Der Antragsgegner hat ausgeführt, bis 02.05.2014 lägen Arbeitsunfähigkeitsbescheinigungen vor, ab 03.05.2014 jedoch nicht mehr. Der Antragsteller sei nicht vom Lehrgangsleiter nach Hause geschickt worden.
Im Erörterungstermin vom 24.07.2014 hat der Antragsteller erklärt, den Minderungsbescheid vom 11.06.2014 noch nicht erhalten zu haben; zumindest Mitte Juni 2014 habe er ihn noch nicht gehabt.
Mit Beschluss vom 25.07.2014 hat das SG den Antrag auf einstweiligen Rechtsschutz (Punkt I und II des Tenors) ebenso wie den Antrag auf Bewilligung von PKH (Punkt III des Tenors) abgelehnt. Der Antrag ziele auf Anordnung der aufschiebenden Wirkung des Widerspruches gegen den Bescheid vom 11.06.2014. Eine dafür erforderliche offensichtliche Rechtswidrigkeit des streitgegenständlichen Bescheides liege nicht vor, wobei die Angabe, den Minderungsbescheid nicht erhalten zu haben, durch die Vorlage im Rahmen der Erklärung über die persönlichen und wirtschaftlichen Verhältnisse widerlegt sei. Die Ausführungen des Antragstellers zum Grund der Nichtteilnahme an der Maßnahme seien nicht nachgewiesen und nicht glaubhaft. PKH sei mangels hinreichender Erfolgsaussicht nicht zu bewilligen.

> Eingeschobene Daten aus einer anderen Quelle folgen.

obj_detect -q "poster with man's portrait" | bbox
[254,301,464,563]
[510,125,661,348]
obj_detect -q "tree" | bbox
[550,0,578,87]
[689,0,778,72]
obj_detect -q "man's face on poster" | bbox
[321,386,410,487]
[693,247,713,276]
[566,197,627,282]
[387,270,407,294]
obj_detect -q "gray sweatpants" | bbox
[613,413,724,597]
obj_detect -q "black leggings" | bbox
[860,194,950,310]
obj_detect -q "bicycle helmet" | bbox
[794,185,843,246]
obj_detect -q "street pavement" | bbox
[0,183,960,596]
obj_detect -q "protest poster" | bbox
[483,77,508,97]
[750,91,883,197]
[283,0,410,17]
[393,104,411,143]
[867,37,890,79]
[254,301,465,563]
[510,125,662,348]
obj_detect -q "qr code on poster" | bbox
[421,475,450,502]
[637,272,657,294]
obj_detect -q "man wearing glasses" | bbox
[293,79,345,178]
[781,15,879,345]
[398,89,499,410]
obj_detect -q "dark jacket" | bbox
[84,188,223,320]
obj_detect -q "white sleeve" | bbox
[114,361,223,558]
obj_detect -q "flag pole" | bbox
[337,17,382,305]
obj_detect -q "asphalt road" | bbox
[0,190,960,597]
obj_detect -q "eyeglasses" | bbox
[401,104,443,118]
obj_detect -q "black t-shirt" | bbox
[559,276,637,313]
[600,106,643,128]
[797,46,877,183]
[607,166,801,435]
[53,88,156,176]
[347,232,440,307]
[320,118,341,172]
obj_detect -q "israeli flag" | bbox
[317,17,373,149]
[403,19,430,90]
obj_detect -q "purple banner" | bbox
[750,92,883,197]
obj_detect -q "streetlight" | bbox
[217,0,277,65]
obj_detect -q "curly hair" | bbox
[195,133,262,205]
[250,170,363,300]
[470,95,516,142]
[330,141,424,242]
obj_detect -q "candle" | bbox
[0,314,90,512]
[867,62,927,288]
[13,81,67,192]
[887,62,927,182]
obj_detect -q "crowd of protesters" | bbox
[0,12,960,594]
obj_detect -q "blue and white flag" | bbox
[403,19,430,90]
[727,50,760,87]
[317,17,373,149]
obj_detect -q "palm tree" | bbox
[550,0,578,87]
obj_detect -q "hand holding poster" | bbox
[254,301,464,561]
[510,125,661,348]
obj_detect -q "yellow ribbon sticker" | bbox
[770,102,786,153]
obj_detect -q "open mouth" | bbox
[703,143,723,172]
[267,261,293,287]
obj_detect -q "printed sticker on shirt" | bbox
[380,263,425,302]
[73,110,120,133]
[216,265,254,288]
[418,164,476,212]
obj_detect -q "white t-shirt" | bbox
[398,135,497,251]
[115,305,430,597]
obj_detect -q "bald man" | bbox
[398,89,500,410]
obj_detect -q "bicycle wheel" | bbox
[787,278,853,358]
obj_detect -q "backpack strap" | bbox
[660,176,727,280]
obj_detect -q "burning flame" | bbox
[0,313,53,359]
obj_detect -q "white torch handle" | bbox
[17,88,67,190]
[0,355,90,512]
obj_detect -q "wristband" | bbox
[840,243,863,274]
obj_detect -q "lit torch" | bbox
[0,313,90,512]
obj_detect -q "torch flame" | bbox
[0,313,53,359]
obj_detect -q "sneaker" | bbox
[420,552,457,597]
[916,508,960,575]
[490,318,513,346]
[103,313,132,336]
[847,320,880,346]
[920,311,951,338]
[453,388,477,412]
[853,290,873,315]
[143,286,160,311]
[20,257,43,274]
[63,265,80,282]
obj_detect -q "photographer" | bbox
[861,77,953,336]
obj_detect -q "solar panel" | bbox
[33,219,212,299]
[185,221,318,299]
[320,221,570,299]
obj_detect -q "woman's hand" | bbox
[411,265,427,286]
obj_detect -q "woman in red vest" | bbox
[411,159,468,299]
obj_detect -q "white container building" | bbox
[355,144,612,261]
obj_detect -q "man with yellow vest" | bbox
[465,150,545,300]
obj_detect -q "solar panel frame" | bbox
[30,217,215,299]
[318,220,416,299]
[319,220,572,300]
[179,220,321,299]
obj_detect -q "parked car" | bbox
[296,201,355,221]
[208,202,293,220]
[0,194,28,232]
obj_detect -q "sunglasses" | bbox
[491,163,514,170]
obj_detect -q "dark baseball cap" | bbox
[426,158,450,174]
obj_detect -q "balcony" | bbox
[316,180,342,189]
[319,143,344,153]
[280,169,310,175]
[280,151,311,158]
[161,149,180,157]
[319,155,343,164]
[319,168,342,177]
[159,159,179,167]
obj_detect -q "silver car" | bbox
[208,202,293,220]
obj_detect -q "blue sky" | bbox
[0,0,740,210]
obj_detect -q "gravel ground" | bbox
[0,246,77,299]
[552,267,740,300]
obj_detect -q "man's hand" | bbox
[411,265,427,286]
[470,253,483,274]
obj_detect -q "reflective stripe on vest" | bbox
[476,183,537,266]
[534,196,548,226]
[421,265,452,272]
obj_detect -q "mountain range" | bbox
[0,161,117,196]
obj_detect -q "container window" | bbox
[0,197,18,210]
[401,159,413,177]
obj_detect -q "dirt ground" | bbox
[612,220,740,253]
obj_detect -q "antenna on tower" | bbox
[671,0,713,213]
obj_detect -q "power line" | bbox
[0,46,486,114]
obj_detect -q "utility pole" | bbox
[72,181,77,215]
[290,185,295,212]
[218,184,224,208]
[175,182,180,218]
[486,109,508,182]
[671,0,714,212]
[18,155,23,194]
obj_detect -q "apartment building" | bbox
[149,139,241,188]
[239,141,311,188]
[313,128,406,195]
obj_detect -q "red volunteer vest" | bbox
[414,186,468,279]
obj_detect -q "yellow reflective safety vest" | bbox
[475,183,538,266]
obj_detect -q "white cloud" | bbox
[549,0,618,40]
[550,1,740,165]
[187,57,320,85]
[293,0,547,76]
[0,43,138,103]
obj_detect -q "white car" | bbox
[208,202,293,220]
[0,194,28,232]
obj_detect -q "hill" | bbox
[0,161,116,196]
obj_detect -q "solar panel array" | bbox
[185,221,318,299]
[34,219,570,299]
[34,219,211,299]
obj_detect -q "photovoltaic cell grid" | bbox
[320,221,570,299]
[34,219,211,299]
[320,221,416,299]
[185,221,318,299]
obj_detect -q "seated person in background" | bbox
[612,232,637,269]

Auf Nachfrage des Senats hat der Antragsteller allein gegen die Ablehnung der Bewilligung von PKH Beschwerde zum Bayer. Landessozialgericht (LSG) eingelegt. Zur Sachverhaltsermittlung sei der Erörterungstermin erforderlich gewesen. Auf die mangelnden Erfolgsaussichten hätte das SG hinweisen müssen.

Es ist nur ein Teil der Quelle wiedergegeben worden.